MOL Group reports profit before tax of 503 million USD, down 24 percent in Q3
MOL Group today announced its financial results for Q3 2024. The company reached a profit before tax of 503 million USD in this period and 1.4 billion USD in the first nine months of 2024. Upstream reported high production levels, while Downstream’s performance was lowered by the macro-environment and planned turnarounds. Consumer Services performed flat year-on-year with positive fuel sales contribution and affected by one-off effects. The results of the Circular Economy segment show large fluctuation but remain in the red on a free cash flow level as investments in the waste management system remain elevated.
Chairman-CEO Zsolt Hernádi commented the results:
“We closed a mixed quarter in September. Due to the very challenging macro and fiscal environment our Downstream business performed less good. This was counterbalanced by the good production performance of our Upstream – it is especially great that we achieve success in realizing potential in our mature assets in Hungary. It is also a very good sign that the Consumer Services managed to maintain its performance on flat while having significantly less service stations. The increased number of returned packages gives us a clear sign that our waste management is on good track and our strategic step to enter into the circular economy was a good one. Here we have great potential to develop further.

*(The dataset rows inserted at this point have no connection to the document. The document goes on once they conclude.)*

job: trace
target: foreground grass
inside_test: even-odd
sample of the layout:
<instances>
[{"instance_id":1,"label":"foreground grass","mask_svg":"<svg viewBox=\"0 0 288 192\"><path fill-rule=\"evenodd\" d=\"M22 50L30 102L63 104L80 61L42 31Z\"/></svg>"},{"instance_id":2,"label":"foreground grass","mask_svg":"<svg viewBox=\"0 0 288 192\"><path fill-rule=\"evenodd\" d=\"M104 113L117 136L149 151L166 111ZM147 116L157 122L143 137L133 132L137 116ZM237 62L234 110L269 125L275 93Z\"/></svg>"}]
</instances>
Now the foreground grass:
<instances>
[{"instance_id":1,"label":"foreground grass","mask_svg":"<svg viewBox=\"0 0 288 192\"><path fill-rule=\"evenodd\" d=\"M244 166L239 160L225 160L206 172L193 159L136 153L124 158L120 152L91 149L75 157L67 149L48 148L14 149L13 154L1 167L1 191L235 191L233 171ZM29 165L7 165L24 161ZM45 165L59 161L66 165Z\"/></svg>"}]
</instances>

Again, our integrated business model and regional embeddedness proved to be a good combination to maintain financial stability and energy security. Besides, we keep delivering our strategic investment-program with special attention to projects that enhance smart transition. Also, I am very pleased that we could build further our partnerships in Azerbaijan and Türkiye and we are looking forward to flourish these in the future.”
In Upstream, stable performance was reported compared to last year’s same period with production at high levels, reached 96.2 mboepd in Q3 2024, up by 4.1 mboepd compared to the second quarter of the year. The increase is mainly due to the gas production ramp-up in Kazakhstan as well as production optimization efforts and the tie-in of new wells in Hungary. The division managed to keep the unit direct production cost at a competitive level during the quarter, at 5.9 USD/boe. As production has been above 93 mboepd throughout the year, the annual guidance was raised to 92-94 mboepd.
Downstream’s profitability was hit by significant turnarounds that kept crude processing below last year’s level while deteriorating macro weighed on margins. Petrochemicals margin slightly went up compared to last year’s same period in line with somewhat better price environment.
Consumer Services reported a flat performance year-on-year due to the impact of one-off items in the base period and despite 5% less stations in the network. Fuel sales contributed positively to the results with a shift towards premium products. The organic improvement in non-fuel margin continued as demand shifted towards higher-margin products.
Circular Economy Services marked an improving contribution to the overall results, and was extended by two acqusitions with the aim to establish food grade PET recycling capacities. The DRS (Deposit Refund System) went countrywide in Hungary on July 1 meaning about 3500 vending machine units available at retail networks totalling about 6 million beverage packaging returned per day by the end of the quarter.
Gas Midstream’s performance was marked by lower transmission and cross-border capacity demand.